You have two options.

The first is clean your data before use.

Before any URL is stored in the system, add or remove (as prefered) a slash if necessary. In this way ensure that all URLs are stored in the same format for ease of use.

The second is clean your data at run time.

I do not advocate these options as they incur unnecessary overheads and can prevent optimal use of indexes.

RTRIM(A.PROPERTY_VALUE, '/') = RTRIM(B.PROPERTY_VALUE, '/')

Cleanest code, but likely prevent index use.

  • Values from both Table A and Table B are being modified
  • This likely requires a SCAN on both tables

Or...

  • (Ensure B.PROPERTY_VALUE ends with '/', then do the comparison); OR
  • (Ensure B.PROPERTY_VALUE does NOT end with '/', then do the comparison)

If either of these conditions are true, the URLs match.

A.PROPERTY_VALUE = (CASE WHEN RIGHT(B.PROPERTY_VALUE, 1) = '/' THEN B.PROPERTY_VALUE ELSE B.PROPERTY_VALUE + '/' END)
OR
A.PROPERTY_VALUE = (CASE WHEN RIGHT(B.PROPERTY_VALUE, 1) = '/' THEN RTRIM(B.PROPERTY_VALUE, '/') ELSE B.PROPERTY_VALUE END)
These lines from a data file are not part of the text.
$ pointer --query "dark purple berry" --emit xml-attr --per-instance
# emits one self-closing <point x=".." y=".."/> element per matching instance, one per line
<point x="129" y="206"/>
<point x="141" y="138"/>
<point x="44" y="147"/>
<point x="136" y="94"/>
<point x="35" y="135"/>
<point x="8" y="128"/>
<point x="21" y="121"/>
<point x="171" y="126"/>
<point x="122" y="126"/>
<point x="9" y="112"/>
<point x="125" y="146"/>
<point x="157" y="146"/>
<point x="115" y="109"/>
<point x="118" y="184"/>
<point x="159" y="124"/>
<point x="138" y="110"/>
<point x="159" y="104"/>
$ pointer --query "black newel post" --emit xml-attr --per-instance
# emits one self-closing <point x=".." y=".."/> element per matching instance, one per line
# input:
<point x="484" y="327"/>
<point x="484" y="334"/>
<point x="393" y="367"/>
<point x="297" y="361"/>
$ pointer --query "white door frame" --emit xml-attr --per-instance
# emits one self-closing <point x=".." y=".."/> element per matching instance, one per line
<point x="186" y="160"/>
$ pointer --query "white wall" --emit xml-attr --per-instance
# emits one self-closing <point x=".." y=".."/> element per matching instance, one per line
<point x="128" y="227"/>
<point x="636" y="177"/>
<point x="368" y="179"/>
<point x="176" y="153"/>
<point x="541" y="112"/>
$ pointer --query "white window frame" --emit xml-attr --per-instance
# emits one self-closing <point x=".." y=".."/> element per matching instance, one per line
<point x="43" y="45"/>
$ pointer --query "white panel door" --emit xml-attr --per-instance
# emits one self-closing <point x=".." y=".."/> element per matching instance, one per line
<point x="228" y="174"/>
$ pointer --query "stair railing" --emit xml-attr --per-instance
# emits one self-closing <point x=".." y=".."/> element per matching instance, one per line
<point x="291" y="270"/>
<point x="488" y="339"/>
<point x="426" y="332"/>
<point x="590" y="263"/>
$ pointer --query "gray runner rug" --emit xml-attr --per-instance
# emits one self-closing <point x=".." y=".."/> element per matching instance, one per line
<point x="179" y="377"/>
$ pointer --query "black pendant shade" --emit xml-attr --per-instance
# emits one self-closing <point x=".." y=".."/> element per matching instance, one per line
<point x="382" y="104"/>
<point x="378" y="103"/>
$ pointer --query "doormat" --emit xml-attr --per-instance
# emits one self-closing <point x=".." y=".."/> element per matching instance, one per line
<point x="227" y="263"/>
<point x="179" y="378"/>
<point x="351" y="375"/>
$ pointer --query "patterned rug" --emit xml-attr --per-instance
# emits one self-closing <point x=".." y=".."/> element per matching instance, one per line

Much messier, but May be more index friendly

  • Only the B table values are being altered
  • a SCAN on B is necessary
  • an INDEX SEEK on A is now possible
Allan
  • 17,141
  • 4
  • 52
  • 69
MatBailie
  • 83,401
  • 18
  • 103
  • 137
  • +1 for data cleansing upfront. Otherwise, if we insist on loading shonky data we have to handle it *every time we use it*. – APC Nov 29 '11 at 10:46
  • Then you really, Really, want to start cleaning up your data when it's being loaded. That way you can encapsulate your "clean-up" code in one place, AND using that data then becomes ALOT more performant. – MatBailie Nov 29 '11 at 21:53
3

You can easily remove trailing slashes using the RTRIM function:

...
AND RTRIM(A.PROPERTY_VALUE,'/') = RTRIM(B.PROPERTY_VALUE,'/')
Erich Kitzmueller
  • 36,381
  • 5
  • 80
  • 102
3
SELECT A.GUID as SOURCE_GUID, 
       B.GUID as DESTINATION_GUID 
FROM   tableA A,
       tableB B
WHERE  A.PROPERTY_NAME = "URL"
AND    A.PROPERY_NAME = B.PROPERTY_NAME
AND    RTRIM(A.PROPERTY_VALUE, '/') = RTRIM(B.PROPERTY_VALUE, '/')
Xophmeister
  • 8,884
  • 4
  • 44
  • 87